To elaborate a little more - when you think of a typical LLM the answer is definitely no. But, if an AGI is likely comprised of something akin to "many component LLMs", then one part might very well likely have no idea how the information it is receiving was actually determined.

Our brains have MANY substructures in between neuron -> "I", and I think we're going to start seeing/studying a lot of similarities with how our brains are structured at a higher level and where we get real value out of multiple LLM systems working in concert.

kgwgk

abdullahkhalids

benob

According to arxiv paper, code will be made available here: https://github.com/annavaughan/aardvark-weather-public (from 8 months ago)

sunshinesnacks

The Nature preprint references this zenodo archive with data and code in a big 13GB .tar file: https://doi.org/10.5281/zenodo.13158382

I haven’t downloaded it to see what’s in it.

foofoo55

Why are the Arxiv and Nature versions so different, even the text?

kkylin

As another comment mentioned, papers get revised during review, usually in response to reviewer comments. Also, some journals (not sure about Nature) do not allow authors to "backport" revisions made in response to reviewer comments to preprints; I guess they view the review process as part of their "value add".

abdullahkhalids

Its quite common to revise papers. For example, they might have uploaded to arxiv in order to submit to a conference. Later, they revised and submitted to Nature.

jamala1

Arxiv is mostly meant for preprints for peer review.

In a Nature paper in particular, the final layout is typically done by the journal's professional production team, not the authors.

Not all publishers grant permission for authors to upload the peer-reviewed and layouted postprints elsewhere.

herodoturtle

For a second I thought this was related to that old school FogCreek internship programme with the same name.

Fun documentary at the time. Something about 12 weeks with geeks, and jumping out of windows comes to mind.

politelemon

> replaces all of the steps

Unable to tell if this is an exaggeration or if I'm just missing nuance, how would the model replace the data gathering which is listed as step 1.

sunshinesnacks

I think it’s replacing data assimilation. Ingesting observation data from lots of sources. Not replacing observations themselves.

bazzargh

When I saw this I thought... "The Turing Institute? Does that still exist?"

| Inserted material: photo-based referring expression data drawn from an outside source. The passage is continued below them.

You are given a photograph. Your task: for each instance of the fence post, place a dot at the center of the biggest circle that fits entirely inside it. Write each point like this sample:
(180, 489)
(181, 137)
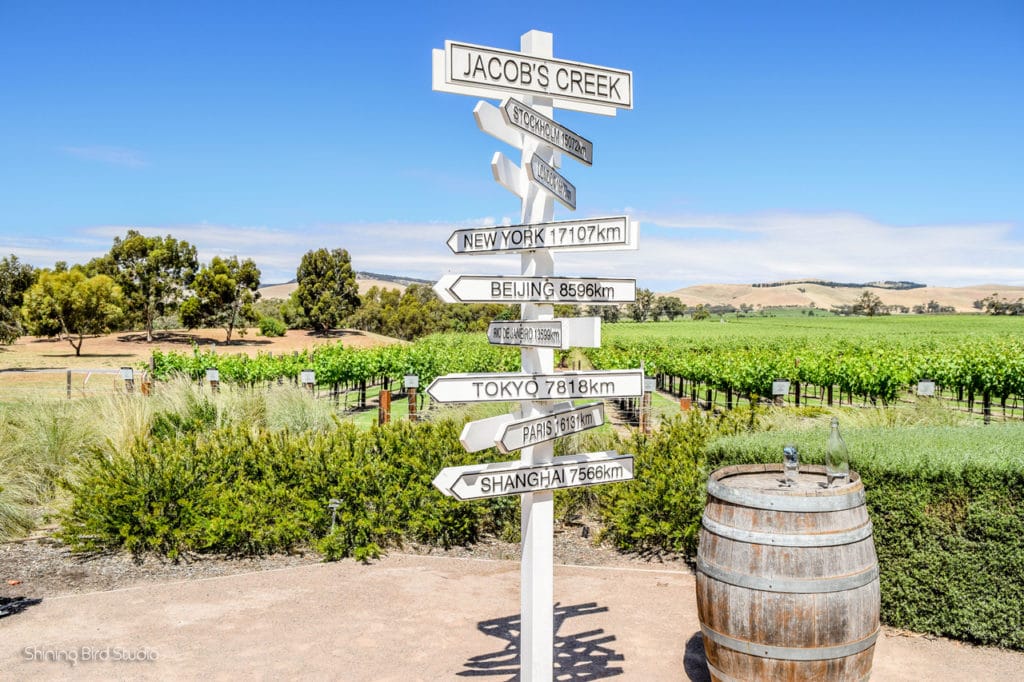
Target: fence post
(411, 383)
(128, 375)
(384, 408)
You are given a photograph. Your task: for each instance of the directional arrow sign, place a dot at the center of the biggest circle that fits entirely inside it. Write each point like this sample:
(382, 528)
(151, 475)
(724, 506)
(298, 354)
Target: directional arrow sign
(524, 432)
(496, 289)
(521, 386)
(508, 175)
(489, 120)
(538, 125)
(476, 481)
(612, 233)
(546, 176)
(559, 333)
(480, 434)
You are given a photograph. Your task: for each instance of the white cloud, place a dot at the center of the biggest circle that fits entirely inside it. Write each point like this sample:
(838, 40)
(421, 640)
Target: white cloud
(675, 250)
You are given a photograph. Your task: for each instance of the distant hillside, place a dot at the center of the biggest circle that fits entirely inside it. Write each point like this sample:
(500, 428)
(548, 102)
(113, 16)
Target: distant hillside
(816, 293)
(366, 282)
(846, 285)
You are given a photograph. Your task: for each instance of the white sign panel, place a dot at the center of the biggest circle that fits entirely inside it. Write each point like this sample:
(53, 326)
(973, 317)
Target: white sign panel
(489, 72)
(522, 433)
(611, 233)
(545, 175)
(479, 434)
(497, 289)
(477, 481)
(559, 333)
(522, 386)
(538, 125)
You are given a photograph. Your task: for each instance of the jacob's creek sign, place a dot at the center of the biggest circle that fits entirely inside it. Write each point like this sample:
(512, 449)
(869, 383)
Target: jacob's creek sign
(503, 70)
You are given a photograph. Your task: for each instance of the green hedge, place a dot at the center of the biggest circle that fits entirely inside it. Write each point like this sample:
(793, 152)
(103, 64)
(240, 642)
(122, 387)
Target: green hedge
(947, 504)
(243, 491)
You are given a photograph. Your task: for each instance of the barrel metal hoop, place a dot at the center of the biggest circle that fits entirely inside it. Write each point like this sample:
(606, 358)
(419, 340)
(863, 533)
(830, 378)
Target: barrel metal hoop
(782, 540)
(790, 652)
(719, 675)
(750, 498)
(788, 585)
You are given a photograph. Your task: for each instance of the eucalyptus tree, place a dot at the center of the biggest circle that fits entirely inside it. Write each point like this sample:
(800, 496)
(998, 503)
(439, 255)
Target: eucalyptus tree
(223, 295)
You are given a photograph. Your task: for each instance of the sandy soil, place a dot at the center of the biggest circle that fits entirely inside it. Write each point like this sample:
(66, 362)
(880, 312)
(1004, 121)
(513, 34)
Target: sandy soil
(130, 348)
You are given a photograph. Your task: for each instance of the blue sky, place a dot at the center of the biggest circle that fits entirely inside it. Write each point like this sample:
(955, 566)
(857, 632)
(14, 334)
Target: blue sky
(846, 140)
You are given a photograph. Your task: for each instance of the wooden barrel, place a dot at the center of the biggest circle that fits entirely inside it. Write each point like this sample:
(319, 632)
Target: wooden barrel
(787, 579)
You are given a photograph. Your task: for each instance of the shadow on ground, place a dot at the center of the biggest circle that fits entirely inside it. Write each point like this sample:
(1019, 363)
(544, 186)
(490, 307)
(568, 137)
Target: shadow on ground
(583, 655)
(14, 605)
(694, 662)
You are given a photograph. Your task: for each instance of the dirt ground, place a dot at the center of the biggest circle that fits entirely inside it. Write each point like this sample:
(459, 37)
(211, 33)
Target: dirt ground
(34, 367)
(124, 348)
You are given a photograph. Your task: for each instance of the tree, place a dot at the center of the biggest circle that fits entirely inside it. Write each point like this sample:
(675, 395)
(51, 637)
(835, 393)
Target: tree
(700, 312)
(15, 279)
(868, 304)
(71, 304)
(669, 306)
(223, 294)
(153, 272)
(640, 309)
(327, 291)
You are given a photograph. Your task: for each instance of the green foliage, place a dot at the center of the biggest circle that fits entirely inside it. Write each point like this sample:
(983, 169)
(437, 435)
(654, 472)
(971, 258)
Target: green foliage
(873, 359)
(947, 504)
(153, 272)
(224, 294)
(73, 305)
(240, 489)
(15, 280)
(271, 327)
(327, 291)
(660, 509)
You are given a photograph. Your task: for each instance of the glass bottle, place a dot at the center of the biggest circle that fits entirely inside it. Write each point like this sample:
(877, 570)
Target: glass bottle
(837, 458)
(791, 464)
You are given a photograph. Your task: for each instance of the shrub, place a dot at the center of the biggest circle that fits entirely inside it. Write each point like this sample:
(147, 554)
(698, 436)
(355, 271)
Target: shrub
(243, 489)
(660, 509)
(271, 327)
(947, 505)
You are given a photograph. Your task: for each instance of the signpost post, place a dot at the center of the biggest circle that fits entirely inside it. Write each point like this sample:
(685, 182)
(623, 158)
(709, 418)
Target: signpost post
(539, 84)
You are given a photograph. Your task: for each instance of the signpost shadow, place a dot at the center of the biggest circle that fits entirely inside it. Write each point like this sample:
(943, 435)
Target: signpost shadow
(584, 655)
(694, 662)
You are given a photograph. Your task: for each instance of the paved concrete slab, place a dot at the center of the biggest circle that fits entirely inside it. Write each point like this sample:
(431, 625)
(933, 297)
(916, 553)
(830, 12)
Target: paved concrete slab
(402, 619)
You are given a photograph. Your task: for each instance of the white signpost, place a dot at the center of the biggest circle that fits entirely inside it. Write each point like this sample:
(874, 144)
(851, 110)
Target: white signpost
(559, 333)
(498, 387)
(545, 174)
(476, 481)
(498, 289)
(613, 233)
(534, 123)
(516, 434)
(540, 83)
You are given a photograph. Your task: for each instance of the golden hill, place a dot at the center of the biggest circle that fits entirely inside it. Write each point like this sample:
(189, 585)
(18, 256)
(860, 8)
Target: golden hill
(809, 294)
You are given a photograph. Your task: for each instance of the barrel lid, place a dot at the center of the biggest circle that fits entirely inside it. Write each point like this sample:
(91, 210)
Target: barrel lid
(763, 486)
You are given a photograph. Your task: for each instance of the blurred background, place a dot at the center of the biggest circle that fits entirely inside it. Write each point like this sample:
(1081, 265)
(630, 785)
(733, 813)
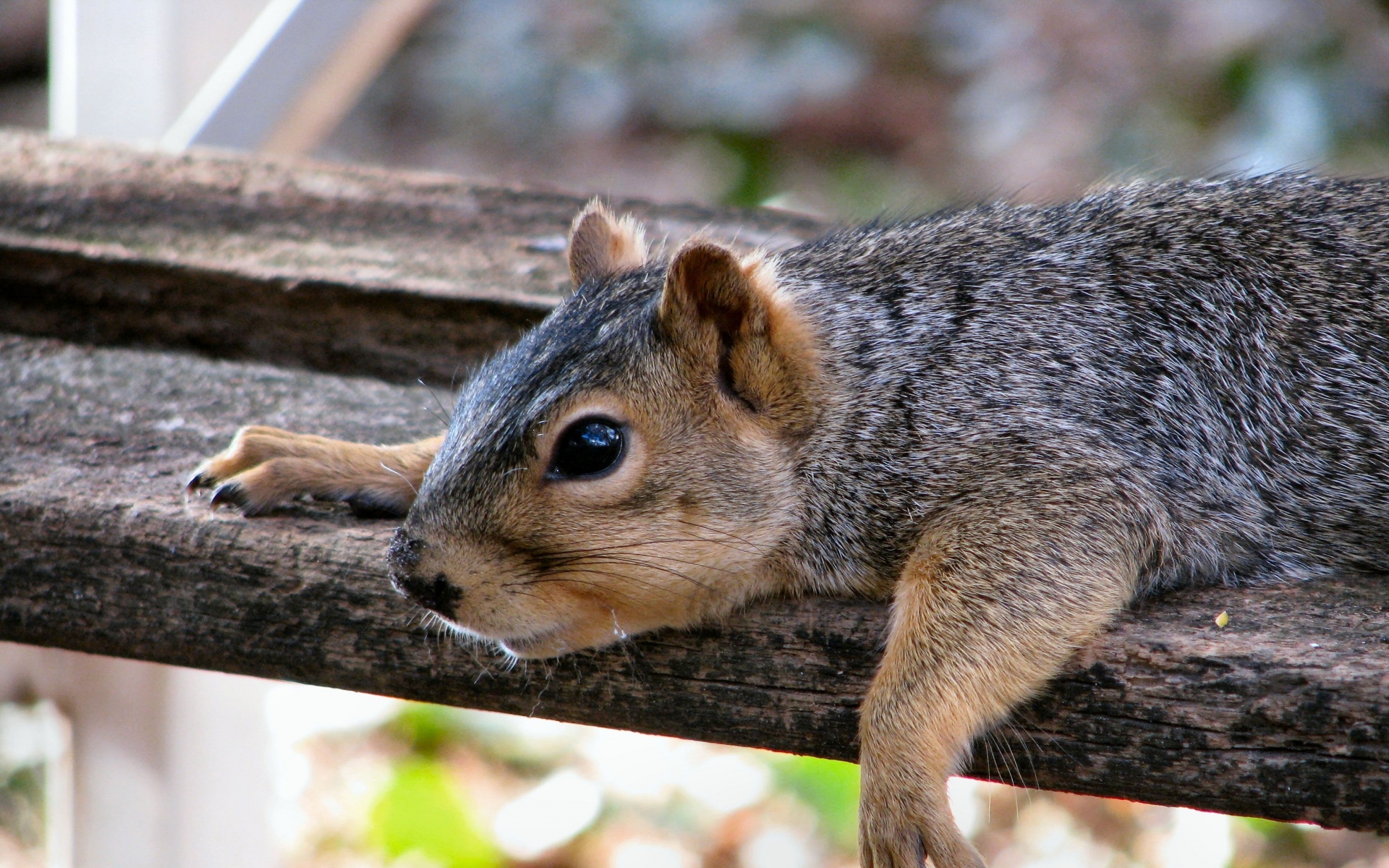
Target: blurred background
(846, 109)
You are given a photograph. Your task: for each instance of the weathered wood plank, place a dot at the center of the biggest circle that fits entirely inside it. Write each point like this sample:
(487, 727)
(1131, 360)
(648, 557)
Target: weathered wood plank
(353, 270)
(1283, 714)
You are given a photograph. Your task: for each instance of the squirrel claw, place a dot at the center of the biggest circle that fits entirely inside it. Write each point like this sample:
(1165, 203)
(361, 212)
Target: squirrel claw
(228, 493)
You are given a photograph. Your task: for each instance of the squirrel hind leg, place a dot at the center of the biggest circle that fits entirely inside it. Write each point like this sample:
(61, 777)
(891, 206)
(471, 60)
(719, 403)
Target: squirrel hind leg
(987, 610)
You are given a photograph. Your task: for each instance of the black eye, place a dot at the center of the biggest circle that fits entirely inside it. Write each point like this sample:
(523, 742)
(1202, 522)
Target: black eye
(588, 448)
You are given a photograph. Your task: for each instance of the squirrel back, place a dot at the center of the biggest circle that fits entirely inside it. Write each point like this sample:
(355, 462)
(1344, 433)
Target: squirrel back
(1218, 347)
(1223, 345)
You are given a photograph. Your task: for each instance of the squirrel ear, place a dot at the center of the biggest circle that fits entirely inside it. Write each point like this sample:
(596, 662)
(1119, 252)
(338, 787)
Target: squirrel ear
(729, 314)
(602, 244)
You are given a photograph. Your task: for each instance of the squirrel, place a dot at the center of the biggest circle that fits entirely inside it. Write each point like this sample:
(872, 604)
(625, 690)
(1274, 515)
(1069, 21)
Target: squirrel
(1008, 420)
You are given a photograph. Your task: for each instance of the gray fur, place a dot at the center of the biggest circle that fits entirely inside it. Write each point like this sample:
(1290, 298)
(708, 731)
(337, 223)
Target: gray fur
(1218, 350)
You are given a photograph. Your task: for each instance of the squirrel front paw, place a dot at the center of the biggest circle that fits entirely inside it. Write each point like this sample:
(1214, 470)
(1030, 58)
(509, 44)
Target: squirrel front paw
(264, 467)
(901, 825)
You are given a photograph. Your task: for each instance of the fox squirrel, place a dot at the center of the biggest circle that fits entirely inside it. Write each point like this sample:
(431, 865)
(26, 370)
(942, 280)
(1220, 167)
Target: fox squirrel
(1008, 420)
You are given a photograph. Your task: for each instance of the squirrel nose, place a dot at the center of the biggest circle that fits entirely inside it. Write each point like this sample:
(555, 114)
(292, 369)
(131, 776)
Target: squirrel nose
(435, 593)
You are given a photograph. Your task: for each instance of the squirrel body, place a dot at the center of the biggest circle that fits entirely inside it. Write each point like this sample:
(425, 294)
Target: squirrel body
(1008, 420)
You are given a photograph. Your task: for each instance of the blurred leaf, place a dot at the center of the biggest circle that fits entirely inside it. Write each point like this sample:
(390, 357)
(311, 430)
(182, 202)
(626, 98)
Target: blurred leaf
(421, 812)
(831, 788)
(757, 169)
(427, 728)
(1283, 842)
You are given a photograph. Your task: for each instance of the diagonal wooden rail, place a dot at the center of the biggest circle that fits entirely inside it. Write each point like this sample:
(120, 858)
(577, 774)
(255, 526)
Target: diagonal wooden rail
(206, 263)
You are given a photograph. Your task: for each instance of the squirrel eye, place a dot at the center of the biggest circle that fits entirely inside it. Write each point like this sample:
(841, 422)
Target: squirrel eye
(587, 448)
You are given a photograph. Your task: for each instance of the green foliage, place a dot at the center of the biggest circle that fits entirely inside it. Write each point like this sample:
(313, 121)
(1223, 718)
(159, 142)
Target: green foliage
(427, 728)
(831, 788)
(757, 161)
(422, 813)
(1283, 842)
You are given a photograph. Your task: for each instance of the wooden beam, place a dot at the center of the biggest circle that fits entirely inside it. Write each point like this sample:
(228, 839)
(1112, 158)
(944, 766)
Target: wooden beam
(400, 276)
(1283, 714)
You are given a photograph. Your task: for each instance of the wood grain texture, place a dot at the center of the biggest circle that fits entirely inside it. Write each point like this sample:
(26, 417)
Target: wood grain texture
(1283, 714)
(352, 270)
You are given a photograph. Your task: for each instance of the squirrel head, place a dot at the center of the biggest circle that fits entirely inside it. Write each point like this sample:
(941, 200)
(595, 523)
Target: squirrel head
(629, 463)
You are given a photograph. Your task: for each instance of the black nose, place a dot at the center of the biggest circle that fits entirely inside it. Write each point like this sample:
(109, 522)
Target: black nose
(435, 593)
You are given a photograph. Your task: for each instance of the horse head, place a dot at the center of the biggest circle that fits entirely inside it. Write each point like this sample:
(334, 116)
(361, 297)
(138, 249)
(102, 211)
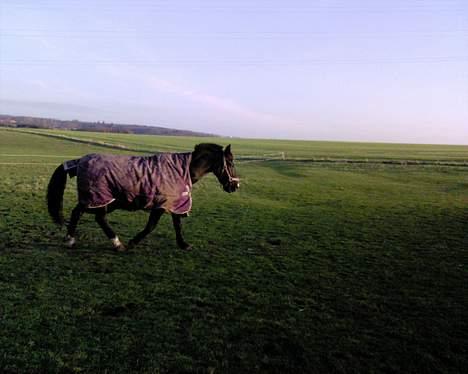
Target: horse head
(226, 173)
(212, 158)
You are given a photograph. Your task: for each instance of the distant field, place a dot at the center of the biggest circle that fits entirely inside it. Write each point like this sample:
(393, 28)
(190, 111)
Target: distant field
(291, 149)
(309, 268)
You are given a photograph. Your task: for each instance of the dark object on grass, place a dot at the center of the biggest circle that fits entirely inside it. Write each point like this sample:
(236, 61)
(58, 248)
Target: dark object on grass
(159, 183)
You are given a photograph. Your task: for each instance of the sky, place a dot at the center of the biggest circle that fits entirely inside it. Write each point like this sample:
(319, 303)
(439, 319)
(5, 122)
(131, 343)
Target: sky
(385, 71)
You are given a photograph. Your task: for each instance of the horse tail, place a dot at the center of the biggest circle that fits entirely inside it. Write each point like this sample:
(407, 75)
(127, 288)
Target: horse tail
(55, 191)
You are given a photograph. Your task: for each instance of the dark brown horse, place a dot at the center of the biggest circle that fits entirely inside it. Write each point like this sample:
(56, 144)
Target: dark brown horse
(159, 183)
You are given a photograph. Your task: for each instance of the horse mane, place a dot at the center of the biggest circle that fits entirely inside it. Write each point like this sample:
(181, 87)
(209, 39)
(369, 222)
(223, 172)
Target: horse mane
(208, 147)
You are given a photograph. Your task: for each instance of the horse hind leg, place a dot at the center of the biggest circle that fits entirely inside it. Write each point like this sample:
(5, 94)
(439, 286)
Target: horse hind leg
(153, 220)
(177, 222)
(77, 212)
(100, 216)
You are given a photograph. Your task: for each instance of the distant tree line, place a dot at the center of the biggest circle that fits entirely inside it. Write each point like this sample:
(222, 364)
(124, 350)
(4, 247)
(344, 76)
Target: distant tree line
(100, 126)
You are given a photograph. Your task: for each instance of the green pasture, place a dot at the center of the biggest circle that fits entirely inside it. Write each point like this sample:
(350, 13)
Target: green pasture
(279, 148)
(310, 268)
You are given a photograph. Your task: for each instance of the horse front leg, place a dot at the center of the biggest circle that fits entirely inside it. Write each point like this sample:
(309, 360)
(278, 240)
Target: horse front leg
(153, 220)
(76, 214)
(100, 216)
(177, 221)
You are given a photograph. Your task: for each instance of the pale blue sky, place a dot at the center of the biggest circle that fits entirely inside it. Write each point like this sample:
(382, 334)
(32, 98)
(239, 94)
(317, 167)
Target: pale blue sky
(394, 71)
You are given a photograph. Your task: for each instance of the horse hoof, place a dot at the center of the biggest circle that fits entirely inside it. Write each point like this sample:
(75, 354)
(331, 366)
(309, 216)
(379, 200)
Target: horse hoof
(70, 241)
(185, 246)
(120, 248)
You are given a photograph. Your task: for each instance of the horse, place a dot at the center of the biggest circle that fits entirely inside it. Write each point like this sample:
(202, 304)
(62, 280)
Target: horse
(157, 183)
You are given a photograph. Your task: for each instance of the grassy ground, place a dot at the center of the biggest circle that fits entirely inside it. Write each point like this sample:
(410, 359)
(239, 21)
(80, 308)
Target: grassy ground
(276, 148)
(309, 268)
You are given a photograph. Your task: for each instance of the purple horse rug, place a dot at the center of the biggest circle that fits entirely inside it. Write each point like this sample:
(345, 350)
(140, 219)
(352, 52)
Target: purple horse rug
(159, 181)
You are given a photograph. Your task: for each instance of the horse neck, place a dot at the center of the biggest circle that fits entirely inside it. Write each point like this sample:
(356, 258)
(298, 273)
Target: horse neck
(200, 165)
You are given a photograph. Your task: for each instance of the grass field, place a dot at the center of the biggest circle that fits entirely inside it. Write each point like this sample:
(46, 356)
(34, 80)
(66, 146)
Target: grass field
(310, 267)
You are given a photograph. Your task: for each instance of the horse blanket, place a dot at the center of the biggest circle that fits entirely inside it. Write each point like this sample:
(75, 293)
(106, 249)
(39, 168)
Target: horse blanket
(158, 181)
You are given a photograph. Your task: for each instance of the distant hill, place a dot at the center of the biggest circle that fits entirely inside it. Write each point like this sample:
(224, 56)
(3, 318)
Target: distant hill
(50, 123)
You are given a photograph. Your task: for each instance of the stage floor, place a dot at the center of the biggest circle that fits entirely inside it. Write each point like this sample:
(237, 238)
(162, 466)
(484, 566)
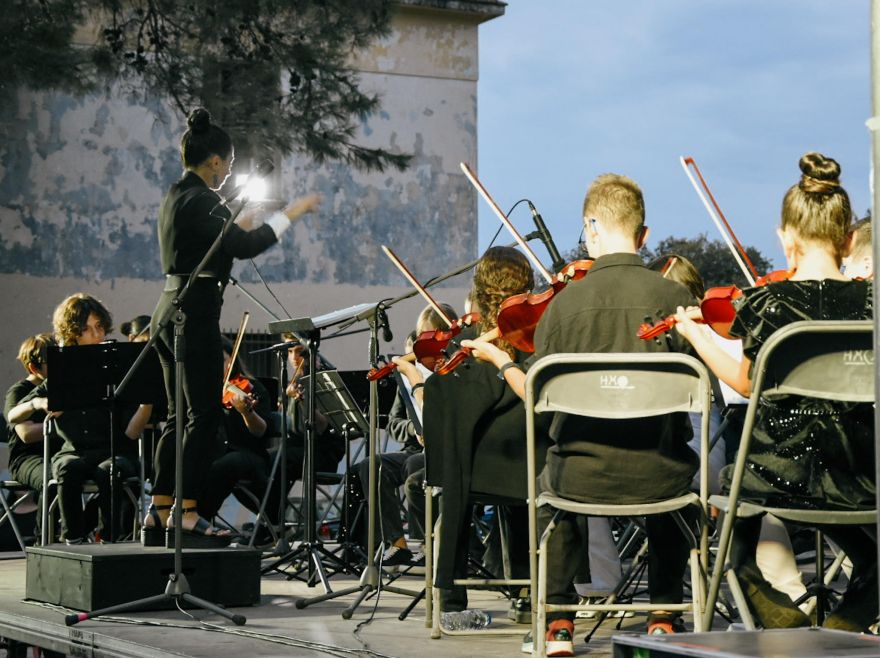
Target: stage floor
(274, 628)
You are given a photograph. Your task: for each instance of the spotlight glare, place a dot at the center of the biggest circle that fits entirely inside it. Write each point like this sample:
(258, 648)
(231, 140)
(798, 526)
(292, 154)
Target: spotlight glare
(255, 188)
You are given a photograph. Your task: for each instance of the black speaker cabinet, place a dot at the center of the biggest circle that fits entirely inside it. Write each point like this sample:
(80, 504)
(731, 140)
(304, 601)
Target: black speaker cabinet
(94, 576)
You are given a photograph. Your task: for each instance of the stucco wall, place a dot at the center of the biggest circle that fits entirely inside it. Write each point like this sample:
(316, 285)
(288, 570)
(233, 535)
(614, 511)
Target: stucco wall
(81, 180)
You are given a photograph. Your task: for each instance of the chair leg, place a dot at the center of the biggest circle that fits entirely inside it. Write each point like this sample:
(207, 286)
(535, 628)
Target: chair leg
(429, 555)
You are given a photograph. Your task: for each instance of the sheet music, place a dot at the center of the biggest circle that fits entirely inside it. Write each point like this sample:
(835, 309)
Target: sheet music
(343, 314)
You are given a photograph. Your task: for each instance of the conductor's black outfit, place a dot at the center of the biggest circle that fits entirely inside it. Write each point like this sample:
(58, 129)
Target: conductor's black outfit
(190, 219)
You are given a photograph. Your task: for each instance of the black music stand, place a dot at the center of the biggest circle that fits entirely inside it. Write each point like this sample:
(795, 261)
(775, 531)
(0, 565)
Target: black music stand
(346, 419)
(86, 377)
(311, 549)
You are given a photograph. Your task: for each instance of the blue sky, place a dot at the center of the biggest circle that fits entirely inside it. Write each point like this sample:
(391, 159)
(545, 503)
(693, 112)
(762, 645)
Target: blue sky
(571, 89)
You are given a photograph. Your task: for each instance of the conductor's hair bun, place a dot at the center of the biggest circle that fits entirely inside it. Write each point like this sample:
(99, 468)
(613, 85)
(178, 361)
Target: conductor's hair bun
(199, 120)
(820, 174)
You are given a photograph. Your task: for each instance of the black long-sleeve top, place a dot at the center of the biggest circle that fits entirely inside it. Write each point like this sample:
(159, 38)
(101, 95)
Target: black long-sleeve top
(190, 220)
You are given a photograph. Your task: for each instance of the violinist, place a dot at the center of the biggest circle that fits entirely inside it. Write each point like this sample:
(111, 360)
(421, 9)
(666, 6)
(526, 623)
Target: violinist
(190, 219)
(85, 453)
(605, 461)
(26, 436)
(475, 434)
(805, 452)
(242, 442)
(395, 468)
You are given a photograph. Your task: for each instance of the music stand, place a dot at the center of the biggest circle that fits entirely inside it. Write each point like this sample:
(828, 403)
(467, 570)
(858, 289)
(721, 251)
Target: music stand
(86, 377)
(308, 330)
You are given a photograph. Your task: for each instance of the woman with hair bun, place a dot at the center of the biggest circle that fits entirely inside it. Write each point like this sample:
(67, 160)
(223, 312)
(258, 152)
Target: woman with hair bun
(805, 452)
(190, 218)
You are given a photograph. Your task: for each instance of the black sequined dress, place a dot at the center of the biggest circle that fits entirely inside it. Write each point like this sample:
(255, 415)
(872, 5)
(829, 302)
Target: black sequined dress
(806, 452)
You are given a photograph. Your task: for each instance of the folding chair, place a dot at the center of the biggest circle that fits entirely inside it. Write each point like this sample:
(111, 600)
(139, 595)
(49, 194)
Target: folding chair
(830, 360)
(18, 493)
(616, 386)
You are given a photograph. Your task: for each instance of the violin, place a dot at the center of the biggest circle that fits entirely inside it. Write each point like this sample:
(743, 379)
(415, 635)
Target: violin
(716, 308)
(238, 385)
(429, 346)
(518, 315)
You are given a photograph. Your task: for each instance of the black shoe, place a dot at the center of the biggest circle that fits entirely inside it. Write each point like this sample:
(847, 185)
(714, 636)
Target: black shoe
(771, 608)
(520, 610)
(857, 609)
(394, 557)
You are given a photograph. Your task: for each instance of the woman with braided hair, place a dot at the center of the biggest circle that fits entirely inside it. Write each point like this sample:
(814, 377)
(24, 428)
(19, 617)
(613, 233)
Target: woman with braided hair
(475, 430)
(805, 452)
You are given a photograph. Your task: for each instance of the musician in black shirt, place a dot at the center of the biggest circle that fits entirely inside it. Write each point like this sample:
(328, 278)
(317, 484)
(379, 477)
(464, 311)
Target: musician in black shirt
(610, 461)
(190, 218)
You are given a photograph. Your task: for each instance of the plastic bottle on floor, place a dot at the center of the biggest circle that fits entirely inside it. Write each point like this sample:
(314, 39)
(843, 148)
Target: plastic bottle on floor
(465, 620)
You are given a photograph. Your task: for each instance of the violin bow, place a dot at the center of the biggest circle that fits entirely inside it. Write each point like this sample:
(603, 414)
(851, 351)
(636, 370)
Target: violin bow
(235, 346)
(739, 252)
(504, 220)
(415, 284)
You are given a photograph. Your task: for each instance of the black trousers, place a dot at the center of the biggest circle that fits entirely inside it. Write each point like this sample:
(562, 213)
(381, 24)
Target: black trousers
(392, 472)
(72, 470)
(414, 488)
(859, 543)
(202, 390)
(225, 472)
(455, 599)
(29, 471)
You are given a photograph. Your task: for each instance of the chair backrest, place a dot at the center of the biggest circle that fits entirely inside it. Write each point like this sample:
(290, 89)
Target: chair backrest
(617, 385)
(832, 360)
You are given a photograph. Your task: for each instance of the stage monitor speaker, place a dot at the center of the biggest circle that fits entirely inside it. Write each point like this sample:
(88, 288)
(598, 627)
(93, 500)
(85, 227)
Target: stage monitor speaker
(94, 576)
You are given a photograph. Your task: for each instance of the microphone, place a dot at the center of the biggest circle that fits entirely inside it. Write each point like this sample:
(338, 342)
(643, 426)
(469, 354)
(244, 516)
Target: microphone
(545, 237)
(387, 336)
(263, 169)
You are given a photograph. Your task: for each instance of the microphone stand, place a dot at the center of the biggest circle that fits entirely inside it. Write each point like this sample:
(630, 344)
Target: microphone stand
(177, 590)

https://en.wikipedia.org/wiki/Turing_Institute

There was a previous Turing Institute in Glasgow doing AI research (meaning, back then rules-based systems, but IIRC my professor was doing some work with them on neural networks), which hit the end of the road in 1994. There was some interesting stuff spun out of there, but it's a whole different institute.

westoque

not to hijack this thread but my dad did extensive research in sea breeze and rainfall modeling and he would have loved to see these AI and machine learning advancements in weather prediction.

[0]: https://www.revistascca.unam.mx/atm/index.php/atm/article/do...

[1]: https://wmo.int/about-wmo/awards/international-meteorologica...

timthorn

Richard Turner (one of the authors) gave a talk on how AI weather prediction works to the Cambridge Philosophical Society around 18 months ago. A recording is available here: https://www.eng.cam.ac.uk/news/quiet-ai-revolution-weather-f...

noiv

Model data here: https://zenodo.org/records/13158382?token=eyJhbGciOiJIUzUxMi...

~14GB, needs login, works with some federated accounts.

eternityforest

I wonder if something like this could allow for local forecasts with just regular consumer sensors, or maybe with stuff like cameras or mic arrays.